Di qui si capisce perché Hamas non intende accedere alla soluzione dei due Stati che lo priverebbero di ragion d’essere.
Oggi in Iraq Sistani ha seguaci che combattono in milizie formate, allorché lanciò un appello non settario per contrastare l’ISIS. E in seguito egli ha incoraggiato le milizie sciite a unirsi alle forze di sicurezza del governo centrale iracheno piuttosto che operare sotto l’ombrello organizzativo iraniano. A differenza delle milizie pro-Sistani, molte delle fazioni vicine a Khamenei sono determinate a tenersi le mani libere per condurre le guerre per procura iraniane in tutto il Medio Oriente.

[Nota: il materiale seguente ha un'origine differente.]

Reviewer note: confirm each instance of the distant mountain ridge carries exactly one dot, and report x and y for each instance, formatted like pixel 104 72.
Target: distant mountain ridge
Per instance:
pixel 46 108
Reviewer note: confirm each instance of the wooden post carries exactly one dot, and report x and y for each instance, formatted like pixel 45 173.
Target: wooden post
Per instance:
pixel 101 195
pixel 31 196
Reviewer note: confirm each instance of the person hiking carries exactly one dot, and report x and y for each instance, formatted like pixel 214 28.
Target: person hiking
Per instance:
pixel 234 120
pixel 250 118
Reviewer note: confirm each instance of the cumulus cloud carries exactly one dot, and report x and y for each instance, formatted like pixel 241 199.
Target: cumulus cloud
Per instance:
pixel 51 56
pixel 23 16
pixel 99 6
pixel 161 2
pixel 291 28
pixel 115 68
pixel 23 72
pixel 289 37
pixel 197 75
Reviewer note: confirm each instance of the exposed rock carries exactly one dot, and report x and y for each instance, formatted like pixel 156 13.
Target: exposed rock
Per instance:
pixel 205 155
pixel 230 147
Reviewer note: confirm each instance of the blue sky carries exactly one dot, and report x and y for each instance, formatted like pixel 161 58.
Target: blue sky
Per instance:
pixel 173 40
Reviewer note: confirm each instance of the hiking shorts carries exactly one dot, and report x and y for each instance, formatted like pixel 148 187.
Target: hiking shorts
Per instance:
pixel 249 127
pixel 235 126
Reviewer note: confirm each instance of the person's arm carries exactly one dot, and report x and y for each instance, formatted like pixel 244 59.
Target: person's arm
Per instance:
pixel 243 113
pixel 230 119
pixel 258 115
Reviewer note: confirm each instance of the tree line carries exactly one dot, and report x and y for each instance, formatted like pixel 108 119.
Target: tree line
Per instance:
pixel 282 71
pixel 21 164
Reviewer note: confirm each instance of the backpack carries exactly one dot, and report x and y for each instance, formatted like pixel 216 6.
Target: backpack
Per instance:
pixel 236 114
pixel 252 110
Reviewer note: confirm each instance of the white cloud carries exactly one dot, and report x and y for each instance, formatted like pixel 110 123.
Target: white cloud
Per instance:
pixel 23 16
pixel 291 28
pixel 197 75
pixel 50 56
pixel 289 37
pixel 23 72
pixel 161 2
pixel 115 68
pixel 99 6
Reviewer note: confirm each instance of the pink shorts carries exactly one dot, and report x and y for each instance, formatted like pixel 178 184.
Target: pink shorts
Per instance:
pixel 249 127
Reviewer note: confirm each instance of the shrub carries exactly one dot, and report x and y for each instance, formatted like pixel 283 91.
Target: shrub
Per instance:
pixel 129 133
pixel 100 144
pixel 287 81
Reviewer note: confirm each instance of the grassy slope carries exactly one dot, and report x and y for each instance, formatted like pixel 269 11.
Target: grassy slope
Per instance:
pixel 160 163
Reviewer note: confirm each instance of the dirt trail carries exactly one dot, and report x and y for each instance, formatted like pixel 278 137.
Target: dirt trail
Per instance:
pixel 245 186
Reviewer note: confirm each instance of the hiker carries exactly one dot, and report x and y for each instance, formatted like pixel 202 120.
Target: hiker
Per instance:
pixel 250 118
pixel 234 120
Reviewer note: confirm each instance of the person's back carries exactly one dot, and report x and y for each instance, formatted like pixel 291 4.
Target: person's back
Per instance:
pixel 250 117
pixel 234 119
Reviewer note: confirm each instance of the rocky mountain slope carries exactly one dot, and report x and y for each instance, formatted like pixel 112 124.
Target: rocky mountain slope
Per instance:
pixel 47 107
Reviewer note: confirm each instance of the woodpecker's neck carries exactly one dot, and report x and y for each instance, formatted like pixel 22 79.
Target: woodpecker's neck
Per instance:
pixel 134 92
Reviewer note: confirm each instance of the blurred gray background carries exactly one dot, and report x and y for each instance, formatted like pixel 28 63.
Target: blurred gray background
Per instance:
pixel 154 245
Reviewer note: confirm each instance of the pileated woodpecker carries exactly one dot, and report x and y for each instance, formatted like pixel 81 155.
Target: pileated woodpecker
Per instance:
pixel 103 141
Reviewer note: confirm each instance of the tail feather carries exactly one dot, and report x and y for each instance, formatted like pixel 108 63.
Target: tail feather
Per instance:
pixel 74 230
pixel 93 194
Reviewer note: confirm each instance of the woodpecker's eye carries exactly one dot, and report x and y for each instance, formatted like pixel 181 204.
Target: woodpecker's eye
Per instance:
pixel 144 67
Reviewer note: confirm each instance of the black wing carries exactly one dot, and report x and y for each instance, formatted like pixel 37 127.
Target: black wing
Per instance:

E qui si chiude il cerchio. Con la scomparsa “in elicottero” di circa un mese fa, le Guardie rivoluzionarie hanno mandato un segnale, un pizzino, alle autorità religiose sia in Iraq che in Iran. E l’età avanzata di Sistani, oltre i 90 anni, rende Najaf e la sua “cattedra” un obiettivo primario per i decisori politici di Tehran.
Sistani è un problema relativo per l’Iran proprio per le sfide che pone alla sua cultura strategica. Ma se l’approccio di Sistani alla politica dovesse avere la meglio (scenario ipotetico), l’Iran avrebbe gravi problemi in termini di reclutamento e di legittimazione.
Da ultimo si registra in Iraq la figura di Muqtada al-Sadr che è il leader di un’altra fazione sciita il quale, benché aderisca alla dottrina di Khomeini, sottolinea maggiormente il nazionalismo arabo. Quindi nonostante l’ingresso liscio dell’Iran lungo i gangli della popolazione sciita irachena, Teheran non è stata in grado di consolidare e unificare la società irachena così come Hezbollah è riuscito a fare in Libano.
Arduo fare pronostici ma stando così le cose il sentiero dell’Iran sarà quello dell’iper-politicizzazione e del fatto religioso, con la variante sciita duodecima, relegato nel ripostiglio delle idee desuete. Che fanno più male, perché non intese da chi si trova a viverle e ne viene manovrato.